A: We stand on giants’ shoulders. The reason we can relax and trust the modern editions is, in large part, due to the outstanding work done by scholars in the 19th century. There are still many scholars of these ancient languages and texts, doing important work. I think it is interesting and helpful, however, for us ordinary people to realize what it at stake when working with ancient, hand-written books, and be alive to the history of the way the books of the Bible have been transmitted from earliest days to our own time.

Q: Earlier you mentioned the Codex Sinaiticus discovered by Constantin von Tischendorf in St. Catherine’s. There are some exciting things happening in the next year with this manuscript. Can you tell us more about them?

A: To tell Agnes and Margaret’s story I needed to tell von Tischendorf’s so there’s a lot of that in the book. The Codex Sinaiticus is the most important Biblical manuscript in the world. Some would even say it is the most important individual book in the world for this codex, in its matter of binding etc, virtually invented the book as we know it. Recovered (or some say ‘stolen’) by von Tischendorf in the 1840s, it was in the possession of the Czar of Russia and then, when Stalin needed hard currency, sold to the British in 1933. A complete Bible, Old and New Testaments, of the fourth century, it is probably one of the very first to be produced after Christianity was made legal by the Emperor Constantine. Most of the Codex is in London, but some pages are in Leipzig and in St. Petersburg, and others have been only recently found in St. Catherine’s when part of the wall collapsed in 1975, revealing a previously lost book room. Now these institutions are co-operating to produce for the first time, a full edition of the Codex Sinaiticus. It is hoped that the edition, which will be digital, will be completed in 2010 or 2011. A fascinating website on the project was just launched.

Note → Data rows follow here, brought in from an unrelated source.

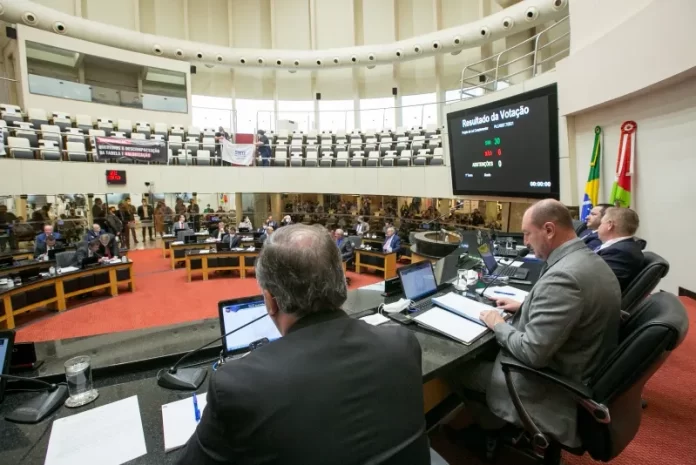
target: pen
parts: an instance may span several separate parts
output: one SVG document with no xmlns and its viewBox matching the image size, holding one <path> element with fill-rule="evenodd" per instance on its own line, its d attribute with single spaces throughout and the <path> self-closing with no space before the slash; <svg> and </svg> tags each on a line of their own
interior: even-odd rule
<svg viewBox="0 0 696 465">
<path fill-rule="evenodd" d="M 198 398 L 196 393 L 193 393 L 193 415 L 196 417 L 196 422 L 201 421 L 201 411 L 198 410 Z"/>
<path fill-rule="evenodd" d="M 512 292 L 493 291 L 493 293 L 494 293 L 494 294 L 500 294 L 500 295 L 511 295 L 511 296 L 513 296 L 513 297 L 515 296 L 515 294 L 513 294 Z"/>
</svg>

Q: What is the most striking thing you yourself discovered while writing this book?

A: I continue to be filled with admiration for the persistence and drive of Agnes and Margaret. It was central to their religious conviction that every person had his or her own ‘vocation’ in life. – some important purpose – but it took so long for it to become clear what their own might be. They were never dismayed for long by the setbacks and discouragements they met, which is not the same as saying that they didn’t have their low moments! True they had many advantages – wealth, health, an identical twin as comrade-in-arms, but they also faced losses, bereavements, and exclusion from circles of influence. The way in which this tangle of pluses and minuses goes to make a rich life is something that must fascinate any story teller.